Australia reeling in aftermath of a siege in Sydney where two hostages have lost their lives.

 

Lindt store manager Tori Johnson ,34 and lawyer Katrina Dawson are being hailed heroes after they died while reportedly protecting other hostages.

Police stormed the Lindt Chocolate cafe in the business district of Sydney in the early hours of Tuesday, around 2.22am Sydney time, after they heard gunshots coming from the cafe where a gunman- now identified as Man Haron Monis, had been holding about 17 people hostage since Monday morning. A statement by Sydney police said that the gunman, who had “a serious history of criminal offences and a history of violence,” was also fatally wounded during the operation.

Five hostages including employees at the cafe managed to escape through the fire exit during the 16 hour siege which saw the capital city in lock down as a preventative measure. One of the country’s landmarks The Sydney Opera House was shut down and all performances for Monday and Tuesday cancelled, while shops, offices and schools within a close perimeter of the scene of the incident were shut and the whole area evacuated.

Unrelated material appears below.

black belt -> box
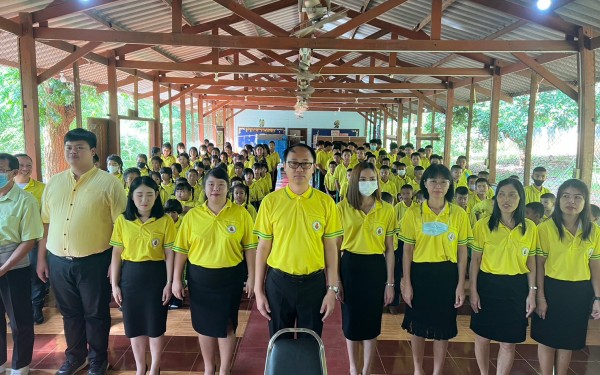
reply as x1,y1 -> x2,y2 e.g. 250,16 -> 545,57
271,268 -> 323,280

Sydney security forces say while they don’t think Monis was linked to IS forces or Al Qaeda, he was known to police for a string of criminal offences, one of which he was out on bail for when he walked into the cafe in Sydney armed with a shotgun.

His lawyer claims he acted out of desperation because of the pressures of his long list of court cases, some of which include sexual assault charges and accessory to murder. Monis also reportedly disagreed with government policies to send Australian soldiers to war zones in the middle east and had been wrapped by the police for sending very offensive letters to families of soldiers who had gone to serve abroad.

Originally from Iran, the 50-year-old was granted asylum in Australia in 2001.

Australian Prime Minister Tony Abbot who laid flowers at a memorial for the two victims of the siege said it was a “testing, taxing and troubling 36 hours for the people of Australia”.